In this recession, a high school diploma or even a college degree is no guarantee that you will have a job or a decent income. But for African Americans, the situation is worse than for any other group.
African Americans face a “considerable disadvantage” in finding jobs compared with their white, Hispanic, and Asian counterparts, the report says.
In the first half of 2010, the jobless rate for African American high school graduates between the ages of 16 and 24 was 31.3 percent, practically 10 percentage points higher than for whites in the same category (21.4 percent). The unemployment rate among Latino high school graduates was 23.8 percent and 21.6 percent for Asian Americans.
While the employment picture is much better for young workers who graduated from college, the reality, says the report’s author, Algernon Austin is “even recent college graduates have seen a significant decline in their likelihood of finding work since 2007.”
The unemployment rate for young black college graduates was 15.4 percent the first half of this year, up from 8.4 percent in the first half of 2007.The jobless rate for young white college graduates is 7.9 percent, less than the national average unemployment rate of 9.6 percent.
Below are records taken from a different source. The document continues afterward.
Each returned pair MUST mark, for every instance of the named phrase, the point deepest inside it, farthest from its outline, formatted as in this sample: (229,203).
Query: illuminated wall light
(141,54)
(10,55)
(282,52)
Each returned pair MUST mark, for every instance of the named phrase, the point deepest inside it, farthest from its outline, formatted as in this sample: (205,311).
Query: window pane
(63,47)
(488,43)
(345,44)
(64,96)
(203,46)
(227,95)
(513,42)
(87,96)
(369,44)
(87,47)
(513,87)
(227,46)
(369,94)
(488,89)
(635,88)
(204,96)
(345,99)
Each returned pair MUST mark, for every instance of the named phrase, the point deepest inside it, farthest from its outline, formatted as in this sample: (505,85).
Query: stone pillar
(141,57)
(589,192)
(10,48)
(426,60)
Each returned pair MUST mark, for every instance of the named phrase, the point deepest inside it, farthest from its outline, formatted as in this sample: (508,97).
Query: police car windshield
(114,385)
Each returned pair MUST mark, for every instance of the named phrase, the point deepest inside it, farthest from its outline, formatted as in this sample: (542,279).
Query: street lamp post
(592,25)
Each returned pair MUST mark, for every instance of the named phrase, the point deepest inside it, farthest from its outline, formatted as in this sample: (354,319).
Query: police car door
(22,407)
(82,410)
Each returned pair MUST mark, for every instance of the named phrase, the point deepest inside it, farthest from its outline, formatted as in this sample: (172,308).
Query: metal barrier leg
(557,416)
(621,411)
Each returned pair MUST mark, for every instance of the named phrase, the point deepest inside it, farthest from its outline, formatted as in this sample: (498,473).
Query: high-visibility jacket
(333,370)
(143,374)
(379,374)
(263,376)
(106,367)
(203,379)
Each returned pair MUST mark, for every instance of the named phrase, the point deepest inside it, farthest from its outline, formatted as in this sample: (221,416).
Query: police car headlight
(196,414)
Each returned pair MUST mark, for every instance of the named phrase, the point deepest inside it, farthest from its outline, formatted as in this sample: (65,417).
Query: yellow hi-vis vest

According to the report:
The Great Recession has pushed up the white recent college graduate unemployment rate, but it is still lower than the black rate before the recession began.
Asian American college graduates had the second-highest jobless rate in the first half of 2007, and saw the largest increase in their unemployment rate in three years, rising from 6.8 percent to 16.2 percent.
The Latino unemployment rate for college graduates was close to that for whites, but grew more rapidly during the economic downturn, rising from 4.1 percent in the first half of 2007 to 11.8 percent in the first half of 2010.
The unemployment situation for young African American college grads is exacerbated by the huge college debt load they carry. The report shows African American college graduates “were the worst off in terms of education loan debt.”